Dr. Ronald J. MacDonald Marathoner – World Record Holder – Physician

Ronald J. MacDonald was born on September 19, 1874 in Frasers Grant, Antigonish County, NS, the son of Lauchlin “Drover” and Elizabeth MacDonald. Lauchlin earned the nickname “Drover” by driving cattle and transporting them via schooner to Newfoundland, during which he would supervise the trip., On one such occasion in 1888, the schooner Mary Ellen was lost during a vicious storm, and all hands were lost. Elizabeth MacDonald, with five children in tow, moved to Massachusetts after her husband’s death.

Ronald MacDonald was 14 years old at that time of the family’s move to Massachusetts. Eventually, he became a linesman with the New England Telephone and Telegraph Company. On his time off, he began running at a local gym. It seems he was a natural. An interesting story circulated around Antigonish during his summer visits to his old home. There, he got plenty of experience running after the cattle on the family farm. People would remark, “What a great doctor he will be. He would just grab his bad and set off on the run. He would be hallway there before a horse could be hitched up.”

Ronnie certainly had a gift. When he was 18 years old and still living in Boston, he ran against an American runner who held the United States mile record. Ronnie beat him.

After that race, Ronnie began to train seriously, both on the track and in the gym. In 1897, at the age of 23, he won the seven mile United States Cross Country Championship. In 1898, he set a new World Record for the eleven mile cross country race. He then set his sights on the Boston Marathon.

At that time, the Boston marathon was in an embryonic stage. The story of the Greeks defeating the Persians at Marathon in 490 BC and the legendary 40 km trek made by Philippides had inspired the inclusion of a marathon in the first modern Olympic Games in Athens in 1896, and people Boston became interested in establishing a tradition there.

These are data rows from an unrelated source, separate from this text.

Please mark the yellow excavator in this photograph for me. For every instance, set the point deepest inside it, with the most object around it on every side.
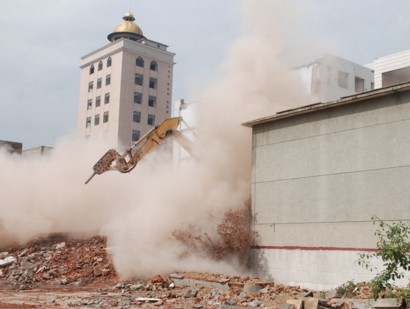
(158, 135)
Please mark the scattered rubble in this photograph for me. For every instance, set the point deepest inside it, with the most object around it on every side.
(59, 272)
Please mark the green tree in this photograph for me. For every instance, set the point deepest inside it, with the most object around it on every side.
(393, 248)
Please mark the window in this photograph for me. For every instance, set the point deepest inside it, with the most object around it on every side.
(137, 97)
(135, 135)
(152, 101)
(139, 79)
(97, 101)
(153, 66)
(151, 120)
(136, 116)
(153, 83)
(139, 62)
(358, 84)
(342, 79)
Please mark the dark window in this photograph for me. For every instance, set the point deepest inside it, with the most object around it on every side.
(139, 79)
(151, 120)
(137, 97)
(153, 66)
(136, 116)
(152, 101)
(342, 79)
(139, 62)
(135, 135)
(105, 117)
(97, 101)
(153, 83)
(97, 119)
(358, 84)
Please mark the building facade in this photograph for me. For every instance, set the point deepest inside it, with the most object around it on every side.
(330, 78)
(391, 69)
(125, 87)
(319, 174)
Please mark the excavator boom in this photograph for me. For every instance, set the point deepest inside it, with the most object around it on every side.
(125, 162)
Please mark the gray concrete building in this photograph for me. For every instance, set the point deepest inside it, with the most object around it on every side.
(319, 174)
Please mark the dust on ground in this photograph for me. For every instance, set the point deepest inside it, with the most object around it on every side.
(60, 272)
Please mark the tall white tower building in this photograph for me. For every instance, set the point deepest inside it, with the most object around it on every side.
(125, 87)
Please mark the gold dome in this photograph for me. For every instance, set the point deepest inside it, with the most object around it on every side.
(128, 25)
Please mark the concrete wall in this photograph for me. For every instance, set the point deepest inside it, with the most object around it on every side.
(317, 180)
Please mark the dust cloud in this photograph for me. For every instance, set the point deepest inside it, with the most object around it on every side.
(138, 212)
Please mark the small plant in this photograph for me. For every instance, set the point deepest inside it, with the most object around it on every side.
(348, 289)
(393, 248)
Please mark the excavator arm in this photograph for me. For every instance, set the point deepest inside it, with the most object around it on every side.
(125, 162)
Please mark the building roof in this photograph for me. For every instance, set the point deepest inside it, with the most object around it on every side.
(321, 106)
(127, 28)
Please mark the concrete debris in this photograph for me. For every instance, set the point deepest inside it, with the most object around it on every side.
(62, 272)
(7, 261)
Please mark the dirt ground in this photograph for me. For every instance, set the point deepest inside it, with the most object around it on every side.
(58, 272)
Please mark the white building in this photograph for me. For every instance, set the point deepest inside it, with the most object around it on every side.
(330, 78)
(125, 87)
(391, 69)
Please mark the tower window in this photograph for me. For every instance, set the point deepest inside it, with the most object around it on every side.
(105, 117)
(107, 98)
(97, 101)
(139, 79)
(153, 66)
(151, 120)
(152, 101)
(135, 135)
(139, 62)
(137, 97)
(136, 116)
(153, 83)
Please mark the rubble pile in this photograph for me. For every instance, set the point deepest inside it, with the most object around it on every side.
(233, 236)
(55, 261)
(58, 272)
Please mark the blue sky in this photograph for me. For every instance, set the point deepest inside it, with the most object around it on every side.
(43, 40)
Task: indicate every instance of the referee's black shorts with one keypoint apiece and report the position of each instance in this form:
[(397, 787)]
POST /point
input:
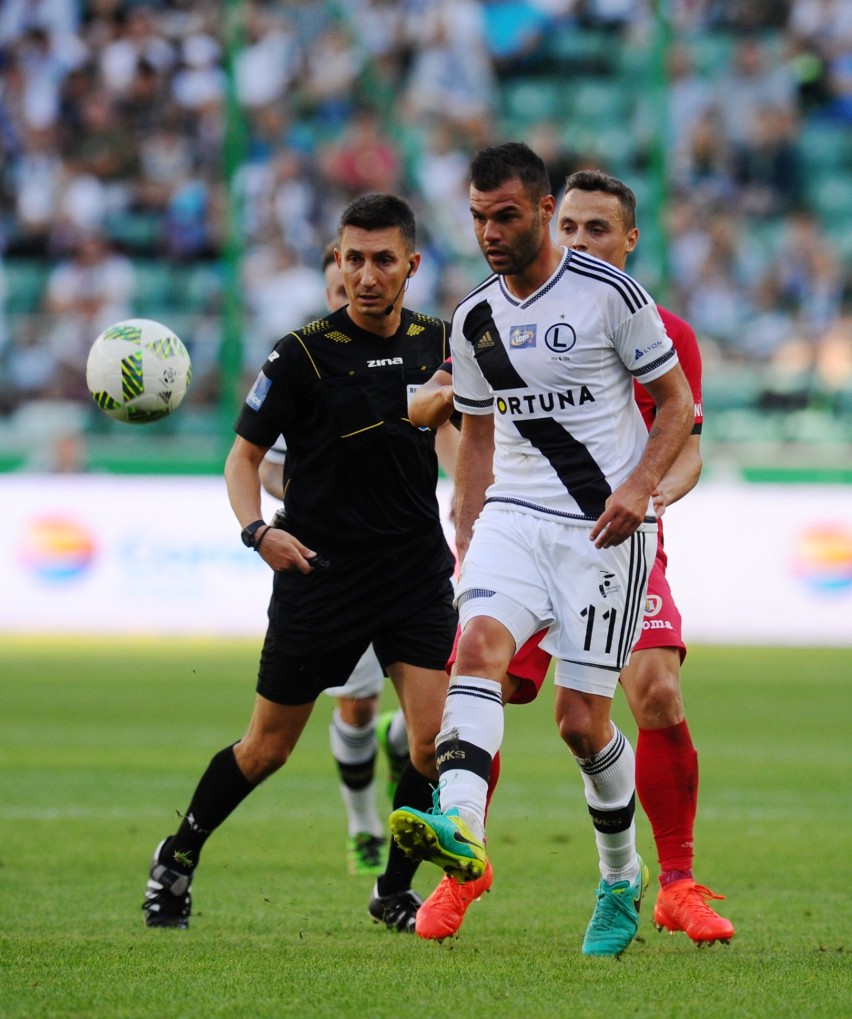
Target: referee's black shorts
[(397, 597)]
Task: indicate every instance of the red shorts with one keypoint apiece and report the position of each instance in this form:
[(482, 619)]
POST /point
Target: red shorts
[(660, 628)]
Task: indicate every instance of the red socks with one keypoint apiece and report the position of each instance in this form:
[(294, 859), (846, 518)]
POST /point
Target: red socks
[(667, 783)]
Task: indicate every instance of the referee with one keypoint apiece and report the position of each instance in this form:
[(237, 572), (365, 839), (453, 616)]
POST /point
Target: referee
[(363, 558)]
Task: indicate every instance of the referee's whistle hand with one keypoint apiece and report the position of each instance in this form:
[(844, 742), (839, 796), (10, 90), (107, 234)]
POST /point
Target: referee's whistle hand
[(281, 550)]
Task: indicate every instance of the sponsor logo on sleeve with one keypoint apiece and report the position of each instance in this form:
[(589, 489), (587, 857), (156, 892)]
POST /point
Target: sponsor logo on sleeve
[(257, 394)]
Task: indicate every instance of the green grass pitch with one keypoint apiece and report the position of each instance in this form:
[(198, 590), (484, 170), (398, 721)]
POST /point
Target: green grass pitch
[(101, 744)]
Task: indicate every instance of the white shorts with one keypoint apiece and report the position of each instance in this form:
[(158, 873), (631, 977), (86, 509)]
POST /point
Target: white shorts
[(366, 681), (532, 573)]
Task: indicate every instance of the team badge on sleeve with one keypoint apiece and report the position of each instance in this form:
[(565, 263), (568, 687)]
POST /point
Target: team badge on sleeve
[(522, 335)]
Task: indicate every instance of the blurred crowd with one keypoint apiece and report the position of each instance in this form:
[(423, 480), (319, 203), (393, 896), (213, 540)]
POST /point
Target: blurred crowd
[(120, 130)]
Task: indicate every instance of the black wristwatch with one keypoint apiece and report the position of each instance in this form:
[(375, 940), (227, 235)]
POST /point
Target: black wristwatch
[(248, 533)]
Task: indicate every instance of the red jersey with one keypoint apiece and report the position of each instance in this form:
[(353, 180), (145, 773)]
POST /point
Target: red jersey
[(683, 337)]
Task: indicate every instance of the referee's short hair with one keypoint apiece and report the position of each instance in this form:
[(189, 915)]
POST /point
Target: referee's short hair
[(590, 180), (494, 166), (378, 212)]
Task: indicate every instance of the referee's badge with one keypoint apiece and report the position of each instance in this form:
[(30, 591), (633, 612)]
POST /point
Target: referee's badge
[(522, 335)]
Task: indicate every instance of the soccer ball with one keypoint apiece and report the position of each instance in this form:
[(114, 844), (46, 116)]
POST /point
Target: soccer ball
[(138, 371)]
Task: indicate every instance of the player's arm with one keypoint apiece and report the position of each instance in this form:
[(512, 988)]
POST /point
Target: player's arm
[(431, 405), (278, 548), (272, 478), (446, 446), (681, 477), (474, 473), (627, 506)]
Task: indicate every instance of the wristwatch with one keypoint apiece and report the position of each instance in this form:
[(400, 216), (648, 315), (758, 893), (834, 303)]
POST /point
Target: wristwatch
[(248, 533)]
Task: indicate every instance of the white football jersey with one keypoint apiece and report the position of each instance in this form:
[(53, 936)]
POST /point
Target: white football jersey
[(556, 371)]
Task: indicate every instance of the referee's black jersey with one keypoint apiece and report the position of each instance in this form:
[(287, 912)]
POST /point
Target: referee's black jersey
[(356, 467)]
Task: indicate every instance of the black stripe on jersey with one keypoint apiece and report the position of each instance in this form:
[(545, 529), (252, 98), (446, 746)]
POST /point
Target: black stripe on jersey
[(633, 297), (481, 286), (639, 372), (605, 269), (481, 332), (573, 463), (634, 601)]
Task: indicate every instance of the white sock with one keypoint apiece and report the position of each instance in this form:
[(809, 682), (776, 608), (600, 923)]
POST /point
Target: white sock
[(471, 734), (397, 736), (354, 748), (609, 779)]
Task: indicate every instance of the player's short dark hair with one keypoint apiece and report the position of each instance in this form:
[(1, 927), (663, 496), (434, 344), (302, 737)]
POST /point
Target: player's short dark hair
[(378, 212), (598, 180), (327, 255), (494, 166)]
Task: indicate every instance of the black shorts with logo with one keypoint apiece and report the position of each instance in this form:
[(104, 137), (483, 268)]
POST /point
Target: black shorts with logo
[(396, 596)]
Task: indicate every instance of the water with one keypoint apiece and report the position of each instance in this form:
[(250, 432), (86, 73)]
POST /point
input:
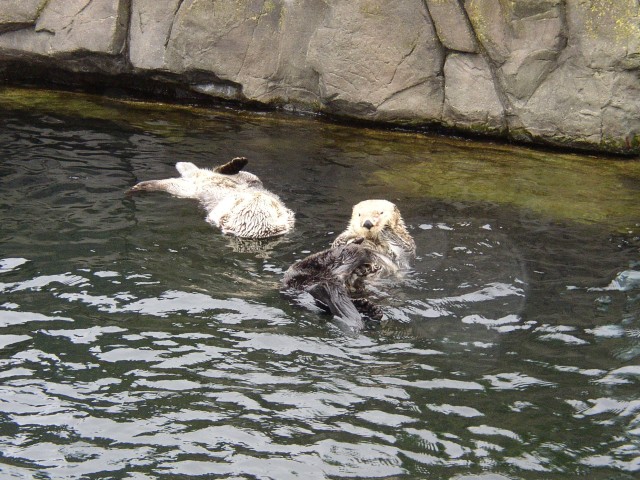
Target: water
[(137, 342)]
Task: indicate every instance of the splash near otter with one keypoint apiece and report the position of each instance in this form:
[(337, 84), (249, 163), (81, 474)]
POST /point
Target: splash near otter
[(235, 200)]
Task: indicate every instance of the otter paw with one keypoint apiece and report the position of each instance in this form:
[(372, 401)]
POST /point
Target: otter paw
[(368, 309), (367, 269)]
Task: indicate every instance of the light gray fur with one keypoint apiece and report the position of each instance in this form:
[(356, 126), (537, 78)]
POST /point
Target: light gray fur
[(236, 203)]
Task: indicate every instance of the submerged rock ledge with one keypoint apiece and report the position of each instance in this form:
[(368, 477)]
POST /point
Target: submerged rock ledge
[(556, 72)]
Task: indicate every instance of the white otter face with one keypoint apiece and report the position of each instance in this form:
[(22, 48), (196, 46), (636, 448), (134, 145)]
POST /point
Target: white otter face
[(370, 217)]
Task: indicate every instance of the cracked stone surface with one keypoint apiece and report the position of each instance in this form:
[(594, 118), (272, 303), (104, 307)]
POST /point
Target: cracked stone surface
[(562, 72)]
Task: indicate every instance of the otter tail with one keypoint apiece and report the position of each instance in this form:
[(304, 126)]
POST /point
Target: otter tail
[(335, 297)]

With a new World Record to his credit, Ronnie MacDonald signed up for the second running of the Boston Marathon in 1898. During the race, he was behind eight runners by 2.5 miles, with 10 miles left in the race. He surged past all eight of them and won the race, shaving 13 minutes off the first marathon time, a new World Record. The Boston Globe proclaimed Ronnie to be “The champion Marathon Road Racer of the world.”

In the Antigonish Highland Games of 1899, MacDonald ran a two mile exhibition run, in which he ran against a fresh runner every quarter of a mile, or 440 yards. The poster advertising the event proclaimed, “All patriotic Nova Scotians would avail themselves of the only change of witnessing the performance of the world's strongest and fastest runner.” Not surprisingly, Ronnie won, fresh runners notwithstanding.

In the fall of 1899, Ronnie enrolled in pre-medical studies at Boston College, though he continued to run. In 1900, he once again signed up for the Boston Marathon, but there would be no first-place finish for him this time around. At that time, betting on races was permitted, and large amounts of money would sometimes change hands. Ronnie was running very well until a passerby handed him a sponge to help him cool off and rehydrate. Though he was leading the race, he eventually had to stop, and was unable to finish the race. It turned out that the sponge was laced with chloroform. Betting can make people to terrible things.

That same year, MacDonald was selected as a member of the US Team for the Paris Olympics. He therefore became the first Nova Scotian ever to compete in the Olympic Games. On a blistering hot day, he was comfortably in the lead near the finish line when he stumbled across four French racers, looking fresh as daisies. Apparently some patriotic Parisian taxi driver had picked them up and drove through the back streets before dropping them off near the finishing line. Once again, MacDonald was beaten by monsters; betting had robbed him of his victory.

In 1901, Ronnie returned to Antigonish and continued his pre-med studies at St. FX College. In the summer of 1902, he set a Canadian record in the five mile race at the Antigonish Highland Games. In the next two years, he broke the Canadian two and five miles records, and set a new World Record for the mile run.

Ronald J. MacDonald graduated from StFX in 1907 and was accepted to Tufts University in Boston. He did postgraduate work at Harvard and became a Physician, before moving to Newfoundland to become a rural doctor in St. Georges. He practiced there for 27 years.

Always a Nova Scotian at heart, MacDonald returned every summer to Antigonish and competed in the Highland Games. In 1938, he finally came home, establishing a practice in Heatherton. His last public appearance was as a starter at the track meet at the Highland Games. 

Once proclaimed the champion road racer of the world, MacDonald died on September 3, 1947. He is buried in the Immaculate Conception cemetery in Heatherton.